Case Presentation: A 15-year-old female was referred to the hospital by her urologist for persisting urinary retention and bladder distention concern. The patient endorsed 5 months of increased urgency and decreased frequency of urination, as well as a decreased amount during each void. She denied dysuria, gross hematuria, incontinence, or history of UTI. She had not experienced fever, nausea, constipation, diarrhea, or abdominal pain. Her grandparents had hypertension, type 2 diabetes, and hyperlipidemia, in addition to lung, colon, and bladder cancer. On physical exam there was notable firm, mid-lower abdominal distention. There was no guarding, tenderness with palpation, or organomegaly. Prior abdominal and pelvic ultrasound, urodynamic testing, cystoscopy, and bilateral retrograde pyelogram results were all normal.A CT of the abdomen/pelvis revealed a large, simple fluid-filled cystic mass at the midline. A subsequent MRI showed a 17.3 x 15 x 8.6 cm unilocular cyst appearing to arise from the right adnexa. The size was concerning for malignancy, so serum tumor markers were obtained of alpha-fetoprotein (1.1 ng/mL), lactate dehydrogenase (136 U/L), and beta human chorionic gonadotropin (negative) – all in normal range. Differential diagnoses at this point included urachal cyst, serous cystadenoma, simple ovarian cyst, or paraovarian cyst. Ovarian cancer was also possible given family history of other cancers. After surgical excision, pathology results confirmed a benign right ovarian serous cystadenoma.

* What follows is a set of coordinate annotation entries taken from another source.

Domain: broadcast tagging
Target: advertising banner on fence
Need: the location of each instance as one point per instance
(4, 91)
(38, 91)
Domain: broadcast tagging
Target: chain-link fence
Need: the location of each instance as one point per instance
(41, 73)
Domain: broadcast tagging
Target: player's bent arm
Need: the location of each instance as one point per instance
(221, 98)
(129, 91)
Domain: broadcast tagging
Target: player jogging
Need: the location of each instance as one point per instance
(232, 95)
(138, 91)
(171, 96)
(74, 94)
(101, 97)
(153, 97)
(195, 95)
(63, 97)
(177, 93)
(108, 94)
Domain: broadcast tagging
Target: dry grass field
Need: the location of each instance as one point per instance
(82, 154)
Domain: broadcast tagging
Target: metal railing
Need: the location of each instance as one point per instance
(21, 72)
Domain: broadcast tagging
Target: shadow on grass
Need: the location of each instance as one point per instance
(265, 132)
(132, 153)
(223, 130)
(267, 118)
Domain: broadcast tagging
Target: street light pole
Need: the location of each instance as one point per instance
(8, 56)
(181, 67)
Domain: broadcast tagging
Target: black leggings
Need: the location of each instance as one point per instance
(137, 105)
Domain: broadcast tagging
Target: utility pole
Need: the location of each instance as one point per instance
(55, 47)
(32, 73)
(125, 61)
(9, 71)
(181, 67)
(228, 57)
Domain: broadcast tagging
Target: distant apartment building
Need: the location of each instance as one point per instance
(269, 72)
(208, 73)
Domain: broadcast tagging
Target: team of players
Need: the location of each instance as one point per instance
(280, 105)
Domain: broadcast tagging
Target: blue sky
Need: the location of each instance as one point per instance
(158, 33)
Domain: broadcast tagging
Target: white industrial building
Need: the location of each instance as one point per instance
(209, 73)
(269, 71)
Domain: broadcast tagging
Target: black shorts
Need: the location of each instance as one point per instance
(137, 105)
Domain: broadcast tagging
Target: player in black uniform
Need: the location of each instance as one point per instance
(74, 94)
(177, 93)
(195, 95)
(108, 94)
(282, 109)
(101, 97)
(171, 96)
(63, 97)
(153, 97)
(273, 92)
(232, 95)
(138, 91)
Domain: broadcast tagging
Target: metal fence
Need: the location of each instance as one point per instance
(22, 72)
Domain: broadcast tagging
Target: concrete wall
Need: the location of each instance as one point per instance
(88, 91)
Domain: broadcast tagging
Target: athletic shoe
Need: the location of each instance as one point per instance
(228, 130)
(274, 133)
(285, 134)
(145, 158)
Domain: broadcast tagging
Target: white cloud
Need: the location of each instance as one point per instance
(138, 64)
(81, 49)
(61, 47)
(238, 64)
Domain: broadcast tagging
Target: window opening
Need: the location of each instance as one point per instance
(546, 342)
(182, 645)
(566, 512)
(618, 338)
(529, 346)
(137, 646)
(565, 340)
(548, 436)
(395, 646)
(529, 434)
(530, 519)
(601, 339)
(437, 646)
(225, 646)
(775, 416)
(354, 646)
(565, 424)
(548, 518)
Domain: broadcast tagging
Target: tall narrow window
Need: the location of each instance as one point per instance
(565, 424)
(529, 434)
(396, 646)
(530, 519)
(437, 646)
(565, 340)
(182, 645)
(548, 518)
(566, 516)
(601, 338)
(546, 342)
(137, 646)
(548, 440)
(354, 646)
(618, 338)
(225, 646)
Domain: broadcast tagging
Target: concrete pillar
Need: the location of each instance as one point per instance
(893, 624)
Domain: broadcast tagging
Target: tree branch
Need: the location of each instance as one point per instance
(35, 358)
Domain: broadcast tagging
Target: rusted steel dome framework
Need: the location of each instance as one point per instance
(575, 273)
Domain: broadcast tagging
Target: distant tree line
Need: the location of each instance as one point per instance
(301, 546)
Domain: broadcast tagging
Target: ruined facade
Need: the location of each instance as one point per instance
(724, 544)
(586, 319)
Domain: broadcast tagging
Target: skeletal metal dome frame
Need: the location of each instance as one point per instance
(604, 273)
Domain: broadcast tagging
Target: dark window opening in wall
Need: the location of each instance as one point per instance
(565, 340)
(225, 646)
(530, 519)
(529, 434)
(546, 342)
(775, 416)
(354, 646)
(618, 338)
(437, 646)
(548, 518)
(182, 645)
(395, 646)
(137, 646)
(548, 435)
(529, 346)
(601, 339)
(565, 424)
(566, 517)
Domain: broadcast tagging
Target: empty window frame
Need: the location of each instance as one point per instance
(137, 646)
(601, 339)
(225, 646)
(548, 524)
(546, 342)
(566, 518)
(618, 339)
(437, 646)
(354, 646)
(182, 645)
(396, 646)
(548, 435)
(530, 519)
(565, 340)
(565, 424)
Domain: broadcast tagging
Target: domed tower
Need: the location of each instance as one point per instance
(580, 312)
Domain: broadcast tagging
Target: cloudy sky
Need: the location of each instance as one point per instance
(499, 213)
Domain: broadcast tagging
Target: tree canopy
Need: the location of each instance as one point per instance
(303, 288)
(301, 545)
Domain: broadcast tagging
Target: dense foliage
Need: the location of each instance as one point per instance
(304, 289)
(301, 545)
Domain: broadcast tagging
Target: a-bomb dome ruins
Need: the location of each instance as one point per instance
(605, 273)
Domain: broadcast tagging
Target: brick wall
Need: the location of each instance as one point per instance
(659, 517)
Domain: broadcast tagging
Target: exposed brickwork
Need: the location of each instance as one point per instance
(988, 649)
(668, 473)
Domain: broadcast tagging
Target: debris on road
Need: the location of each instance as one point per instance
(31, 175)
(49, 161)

Discussion: Ovarian cysts are found commonly in women of various ages but are far less typical in children and adolescents. This patient’s presentation was unique since ovarian tumors in pediatric patients usually present with some abdominal/pelvic pain or discomfort. Although a lower abdominal mass was seen and palpated on physical exam, the patient’s ongoing symptoms of urinary retention, increased urgency, and decreased void initially suggested a bladder distention or obstruction rather than an ovarian tumor.Most ovarian cysts in the pediatric population are characterized as physiologic, while comparatively fewer are found to be neoplastic. Neoplastic tumors require more extensive management with consideration of possible ovarian torsion, malignancy, and surgical intervention. If there is concern for malignancy, as indicated with our patient’s large tumor size and family history, hospitalists may collect a panel of serum tumor markers. Key markers include beta-hCG, AFP, CA 125, LDH, Inhibin A, and Inhibin B. Although they vary in sensitivity and specificity, elevations can be seen with malignant tumors. Treatment options for pediatric ovarian cysts range from watchful waiting to prompt surgical intervention. The decision depends on tumor size, patient age, severity of symptoms, and possibility of acute and long-term complications. If a lesion is significantly large (> 8-10 cm), surgical removal is preferred due to reduced likelihood of spontaneous resolution and increased risk of torsion and malignancy. Surgical excision of large ovarian tumors has a risk of rupture or secondary surgery. However, laparoscopic ovarian cystectomy with fertility-sparing techniques is recognized as safe and effective for patients with large, benign cystadenomas.

Conclusions: Benign serous cystadenomas of the ovary are rarely seen in pediatric patients. When faced with exclusively urinary symptoms and ambiguous initial imaging, pediatric hospitalists should consider a gynecologic diagnosis.